A failure detection approach using a counter mechanism based on the outgoing packets was proposed in [45]. The flow rules installed on the link were tagged and monitored, and the packets were then counted at the destination. The error rate calculated by looking at the difference between the sent and received packets was compared with a threshold value. For a given link, if the error rate exceeded the threshold value, the link was assumed to have failed.
The SDN elastic optical network (SDN-EON) is described in [46], which also uses a threshold mechanism using the bit-error-rate (BER). An OpenFlow agent deployed on the data plane nodes periodically monitors the BER. The BER ratio is compared with a threshold to decide whether the link or node on the path has failed. In case of failure, an alarm message is sent to the controller.
The failure detection scheme at the switch level [47], known as switch failure detection (SFD), uses the failed link and the network topology as an input. To identify a failed switch, the algorithm first finds the source and destination of the failed link. Then, it discovers all the hosts connected with the switch and computes whether the packet loss ratio is 100%. If so, the switch is assumed to have failed. Thus, the failed switch is identified as the one initiating the recovery process.
In the current study, we elaborate on the use of these schemes in SDN. The utilization of each failure detection scheme depends on the particular demands of the network where it will be used. For example, the circle paths monitoring [32,33] and monitoring cycle failure detection [34,35] methods are slow due to the presence of many hops on the E2E path and the heuristic algorithm. Hence, these schemes are not favorable for networks with low latency requirements such as CGNs. However, the OpenFlow [36,37], STP or RSTP [38], and FDLM-based [42] schemes that leverage the periodic heartbeat messages and port status updates are relatively faster. The BFD [36,39,40,41] and MPLS BFD [43,44] approaches are comparatively fast in failure detection. Hence, modern technologies can leverage these schemes because of their low latency. A few schemes [45,46] are limited to particular networks in SDN, such as link failure recovery in smart grids, SDN-EON, and node failures only.

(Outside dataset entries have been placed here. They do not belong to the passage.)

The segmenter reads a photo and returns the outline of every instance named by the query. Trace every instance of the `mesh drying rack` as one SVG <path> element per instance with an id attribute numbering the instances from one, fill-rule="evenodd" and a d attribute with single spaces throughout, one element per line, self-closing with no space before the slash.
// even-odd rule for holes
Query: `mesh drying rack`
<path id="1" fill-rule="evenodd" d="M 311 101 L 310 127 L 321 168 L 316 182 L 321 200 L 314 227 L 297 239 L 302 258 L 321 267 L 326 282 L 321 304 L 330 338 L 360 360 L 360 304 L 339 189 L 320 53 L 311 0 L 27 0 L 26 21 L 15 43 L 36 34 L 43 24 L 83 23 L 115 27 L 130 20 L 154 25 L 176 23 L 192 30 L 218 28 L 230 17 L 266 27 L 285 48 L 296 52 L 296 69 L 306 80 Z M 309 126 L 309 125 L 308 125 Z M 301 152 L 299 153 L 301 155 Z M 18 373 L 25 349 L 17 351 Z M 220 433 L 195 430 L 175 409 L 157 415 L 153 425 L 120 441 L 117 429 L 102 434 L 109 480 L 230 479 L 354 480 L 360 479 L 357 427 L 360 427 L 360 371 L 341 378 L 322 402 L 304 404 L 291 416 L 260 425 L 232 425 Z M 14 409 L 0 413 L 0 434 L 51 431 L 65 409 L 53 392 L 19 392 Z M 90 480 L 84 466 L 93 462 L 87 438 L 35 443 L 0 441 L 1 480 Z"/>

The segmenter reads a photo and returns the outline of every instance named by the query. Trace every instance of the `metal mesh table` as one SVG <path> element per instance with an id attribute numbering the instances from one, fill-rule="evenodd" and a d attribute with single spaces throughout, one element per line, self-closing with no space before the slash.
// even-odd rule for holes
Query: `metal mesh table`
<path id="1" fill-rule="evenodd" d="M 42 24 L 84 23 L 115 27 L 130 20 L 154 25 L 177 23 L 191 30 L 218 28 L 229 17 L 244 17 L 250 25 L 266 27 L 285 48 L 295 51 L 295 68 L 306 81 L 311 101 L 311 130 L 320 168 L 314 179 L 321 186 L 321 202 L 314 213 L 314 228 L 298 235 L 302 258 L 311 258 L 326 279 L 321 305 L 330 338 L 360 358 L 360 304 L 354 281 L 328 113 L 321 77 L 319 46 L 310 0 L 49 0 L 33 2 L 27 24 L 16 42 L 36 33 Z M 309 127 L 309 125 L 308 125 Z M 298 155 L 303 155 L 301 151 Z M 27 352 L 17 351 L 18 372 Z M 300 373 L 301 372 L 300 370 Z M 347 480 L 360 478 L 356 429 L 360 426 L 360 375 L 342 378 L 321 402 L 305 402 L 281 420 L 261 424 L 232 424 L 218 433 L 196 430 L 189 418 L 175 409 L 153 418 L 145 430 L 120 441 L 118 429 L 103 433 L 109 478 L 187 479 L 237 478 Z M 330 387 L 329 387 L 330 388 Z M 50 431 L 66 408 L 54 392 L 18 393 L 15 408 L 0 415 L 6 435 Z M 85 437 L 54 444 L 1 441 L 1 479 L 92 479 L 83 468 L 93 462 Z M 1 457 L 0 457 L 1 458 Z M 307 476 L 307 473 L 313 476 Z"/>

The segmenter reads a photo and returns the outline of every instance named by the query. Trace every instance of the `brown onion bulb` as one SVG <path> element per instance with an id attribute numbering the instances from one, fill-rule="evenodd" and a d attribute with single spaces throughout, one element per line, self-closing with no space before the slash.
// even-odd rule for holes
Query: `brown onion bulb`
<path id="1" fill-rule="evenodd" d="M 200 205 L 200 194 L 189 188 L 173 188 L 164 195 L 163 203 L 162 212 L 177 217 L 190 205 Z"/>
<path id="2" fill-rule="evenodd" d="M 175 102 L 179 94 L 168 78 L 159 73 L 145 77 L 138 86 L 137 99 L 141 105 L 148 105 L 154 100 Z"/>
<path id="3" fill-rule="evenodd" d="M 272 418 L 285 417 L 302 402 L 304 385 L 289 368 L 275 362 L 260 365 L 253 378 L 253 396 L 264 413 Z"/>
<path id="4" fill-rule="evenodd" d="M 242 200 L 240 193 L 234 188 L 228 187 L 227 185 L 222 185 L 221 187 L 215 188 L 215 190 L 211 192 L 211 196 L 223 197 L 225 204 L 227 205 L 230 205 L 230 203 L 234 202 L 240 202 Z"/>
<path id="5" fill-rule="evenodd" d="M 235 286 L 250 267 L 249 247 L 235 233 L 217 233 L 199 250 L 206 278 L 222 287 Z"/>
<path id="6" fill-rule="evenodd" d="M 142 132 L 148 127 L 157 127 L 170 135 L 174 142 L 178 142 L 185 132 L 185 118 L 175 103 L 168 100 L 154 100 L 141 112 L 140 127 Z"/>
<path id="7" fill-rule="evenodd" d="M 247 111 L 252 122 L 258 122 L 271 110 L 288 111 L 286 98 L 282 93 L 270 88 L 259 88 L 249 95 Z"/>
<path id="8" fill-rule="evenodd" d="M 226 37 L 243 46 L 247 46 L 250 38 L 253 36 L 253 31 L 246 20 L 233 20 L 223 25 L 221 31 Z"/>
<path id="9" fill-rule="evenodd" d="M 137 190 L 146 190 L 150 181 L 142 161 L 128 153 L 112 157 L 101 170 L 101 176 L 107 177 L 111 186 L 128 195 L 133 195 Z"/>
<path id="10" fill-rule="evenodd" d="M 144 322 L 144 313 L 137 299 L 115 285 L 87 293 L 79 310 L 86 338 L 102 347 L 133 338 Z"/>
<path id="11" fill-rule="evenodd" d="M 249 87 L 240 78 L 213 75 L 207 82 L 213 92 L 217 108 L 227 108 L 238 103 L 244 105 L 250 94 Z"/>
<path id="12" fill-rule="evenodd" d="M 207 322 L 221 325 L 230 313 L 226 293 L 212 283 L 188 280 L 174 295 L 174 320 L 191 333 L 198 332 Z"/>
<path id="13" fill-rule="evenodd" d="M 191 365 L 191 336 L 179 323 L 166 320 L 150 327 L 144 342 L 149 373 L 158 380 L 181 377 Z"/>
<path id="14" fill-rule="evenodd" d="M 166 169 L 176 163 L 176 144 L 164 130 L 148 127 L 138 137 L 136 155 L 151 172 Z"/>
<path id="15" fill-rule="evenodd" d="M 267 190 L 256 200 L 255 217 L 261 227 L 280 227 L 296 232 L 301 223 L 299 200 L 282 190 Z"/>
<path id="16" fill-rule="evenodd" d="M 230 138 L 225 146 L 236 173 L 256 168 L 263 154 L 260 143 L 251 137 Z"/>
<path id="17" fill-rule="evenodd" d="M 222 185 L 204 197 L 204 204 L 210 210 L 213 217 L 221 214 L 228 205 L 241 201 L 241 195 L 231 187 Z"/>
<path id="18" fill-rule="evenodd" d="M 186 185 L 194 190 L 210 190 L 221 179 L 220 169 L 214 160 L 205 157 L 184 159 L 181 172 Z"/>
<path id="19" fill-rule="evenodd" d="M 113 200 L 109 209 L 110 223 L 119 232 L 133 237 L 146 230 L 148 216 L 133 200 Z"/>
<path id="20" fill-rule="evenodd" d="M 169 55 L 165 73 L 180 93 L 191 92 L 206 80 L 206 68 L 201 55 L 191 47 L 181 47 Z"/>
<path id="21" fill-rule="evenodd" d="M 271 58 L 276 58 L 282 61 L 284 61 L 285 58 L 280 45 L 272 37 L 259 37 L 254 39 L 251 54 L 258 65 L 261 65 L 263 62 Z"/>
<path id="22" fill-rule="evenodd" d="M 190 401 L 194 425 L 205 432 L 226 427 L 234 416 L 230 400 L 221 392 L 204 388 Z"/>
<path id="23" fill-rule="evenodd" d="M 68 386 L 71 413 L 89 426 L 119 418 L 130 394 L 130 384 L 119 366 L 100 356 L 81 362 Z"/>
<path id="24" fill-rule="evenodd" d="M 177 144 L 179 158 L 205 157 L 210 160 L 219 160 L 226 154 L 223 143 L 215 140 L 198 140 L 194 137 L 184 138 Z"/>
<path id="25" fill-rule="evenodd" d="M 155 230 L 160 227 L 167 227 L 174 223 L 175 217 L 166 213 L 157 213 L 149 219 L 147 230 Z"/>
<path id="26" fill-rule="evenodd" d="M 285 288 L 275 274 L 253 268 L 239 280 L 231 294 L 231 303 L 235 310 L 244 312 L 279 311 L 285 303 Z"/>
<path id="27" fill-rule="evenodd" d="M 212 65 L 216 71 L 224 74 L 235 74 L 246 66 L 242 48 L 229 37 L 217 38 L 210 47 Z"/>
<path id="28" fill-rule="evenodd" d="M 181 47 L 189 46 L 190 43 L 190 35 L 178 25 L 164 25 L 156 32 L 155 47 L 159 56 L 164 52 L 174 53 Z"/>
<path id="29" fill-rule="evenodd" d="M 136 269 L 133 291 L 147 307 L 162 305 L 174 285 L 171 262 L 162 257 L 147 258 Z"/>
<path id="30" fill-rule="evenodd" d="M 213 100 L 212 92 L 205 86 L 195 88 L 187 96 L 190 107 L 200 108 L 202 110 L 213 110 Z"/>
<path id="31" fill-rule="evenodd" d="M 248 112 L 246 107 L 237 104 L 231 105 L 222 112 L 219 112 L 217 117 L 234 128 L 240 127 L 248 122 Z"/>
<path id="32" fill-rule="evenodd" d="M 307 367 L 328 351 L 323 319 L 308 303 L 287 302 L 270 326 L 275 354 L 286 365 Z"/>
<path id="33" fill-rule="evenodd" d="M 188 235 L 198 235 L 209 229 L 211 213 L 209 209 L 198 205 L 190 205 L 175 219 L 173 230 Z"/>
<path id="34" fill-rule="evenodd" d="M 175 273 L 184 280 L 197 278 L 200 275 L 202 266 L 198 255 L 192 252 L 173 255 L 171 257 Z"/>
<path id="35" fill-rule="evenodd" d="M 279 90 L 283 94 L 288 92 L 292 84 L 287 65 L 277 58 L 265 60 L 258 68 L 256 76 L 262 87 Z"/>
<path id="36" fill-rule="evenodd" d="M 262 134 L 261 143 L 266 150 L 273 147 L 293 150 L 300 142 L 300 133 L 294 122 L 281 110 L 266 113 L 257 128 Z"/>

4. Link Failure Recovery Approaches

The various link failure recovery approaches in SDN can be broadly divided into two categories: proactive and reactive [22]. To understand the working of these two techniques, a background knowledge of the data and control planes, as well as how these planes interact with each other, is necessary. Therefore, we have described the SDN paradigm here in detail. Table 2 lists the classification of various link failure approaches with respect to reactive (R) and proactive (P) mechanisms.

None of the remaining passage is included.